Anyone who has ever ordered a Corona beer knows that it is typically served with a slice of lime. Ask your average beer drinker why this is, and you'll get one of a myriad of answers. Some will tell you that it is because the beer is brewed in Mexico and that the citric acid in the lime will kill the microorganisms in Mexican water that can have unfortunate effects on the human digestive system. Some will just cop out and say “because that's how it's served.” And some will give the most pitiful answer of them all: that the lime neutralizes the bitter taste of the beer.

But before we go into those excuses, let’s get a few things straight. First of all, no self-respecting man ever puts fruit in a perfectly good beer. Second, the Mexican piss water known as Corona is barely beer at all. That aside, it is pretty good with Mexican food, and it does tend to be the drink of choice with such dining. But if you’re going to drink it, be a man and have the waitress hold the damn lime.

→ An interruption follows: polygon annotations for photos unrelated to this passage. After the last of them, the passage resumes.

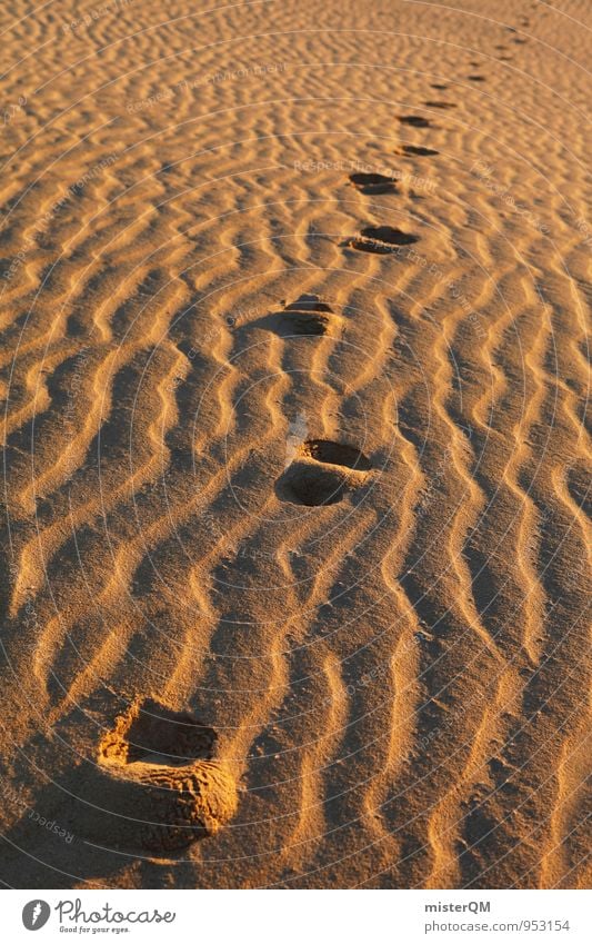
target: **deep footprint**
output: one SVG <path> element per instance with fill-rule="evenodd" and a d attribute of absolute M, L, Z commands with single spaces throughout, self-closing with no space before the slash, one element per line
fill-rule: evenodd
<path fill-rule="evenodd" d="M 278 481 L 282 500 L 307 507 L 335 505 L 365 480 L 370 459 L 354 446 L 330 439 L 309 439 L 299 458 Z"/>
<path fill-rule="evenodd" d="M 397 183 L 384 173 L 350 173 L 350 181 L 361 193 L 395 193 Z"/>
<path fill-rule="evenodd" d="M 379 256 L 385 256 L 389 252 L 397 251 L 397 246 L 410 246 L 418 241 L 419 236 L 403 232 L 402 229 L 394 229 L 391 226 L 367 226 L 362 229 L 360 236 L 348 239 L 345 246 L 358 249 L 360 252 L 374 252 Z"/>
<path fill-rule="evenodd" d="M 268 315 L 259 321 L 259 326 L 274 331 L 282 338 L 294 336 L 319 337 L 327 335 L 331 321 L 339 320 L 327 301 L 321 301 L 318 295 L 301 295 L 295 301 L 287 305 L 283 311 Z"/>
<path fill-rule="evenodd" d="M 116 719 L 80 785 L 81 833 L 103 845 L 168 855 L 217 833 L 237 812 L 234 778 L 212 759 L 217 735 L 152 698 Z"/>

But what about all the reasons in favor of the lime? We’ll deal with those in proper order. First of all, the idea of using lime to kill microorganisms is just plain wrong. The water treatment phase of the brewing process eliminates the microorganisms that cause disturbing illnesses, so the dangers associated with drinking Mexican water do not apply to Corona. You will not get amoebic dysentery. And even if the beer wasn’t safe, did you really think one little slice of lime was going to save you from a week of the shits? The “that’s just how it’s served” excuse, on the other hand, is flat-out weak. Just because the bartender typically serves Corona with a lime doesn't mean you have to drink it that way. You can get it any way you want it, that’s why it’s called “ordering.” And finally the reasoning that the lime neutralizes the bitterness is just stupid. Guess what? Some beers are bitter. They are supposed to taste that way. Beer is an acquired taste. So if you think that any beer is too bitter to be drunk without a lime in it, peek into your shorts and find a pair, or save yourself the trouble and order a damn wine cooler.

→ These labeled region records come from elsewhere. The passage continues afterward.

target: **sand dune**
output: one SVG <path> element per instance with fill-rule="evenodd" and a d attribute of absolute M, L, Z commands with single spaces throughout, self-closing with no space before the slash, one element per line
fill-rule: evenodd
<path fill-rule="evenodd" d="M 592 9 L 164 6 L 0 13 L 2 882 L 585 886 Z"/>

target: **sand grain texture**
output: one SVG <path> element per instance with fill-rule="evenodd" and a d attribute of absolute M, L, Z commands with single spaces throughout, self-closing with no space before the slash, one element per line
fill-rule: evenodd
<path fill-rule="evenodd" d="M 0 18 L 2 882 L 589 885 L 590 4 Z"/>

The point is simple, do not ever, ever, under any circumstances, put fruit in a beer. If you can't drink Corona without a lime, order something you can handle and leave the fruity drinks to your girlfriend. Be a man, and remember my mantra "Hold the Lime." Repeat that to yourself a few times, it gets easier. Otherwise, next thing you know you'll be ordering a Zima and putting Jolly Ranchers in it, and nobody wants to be that guy.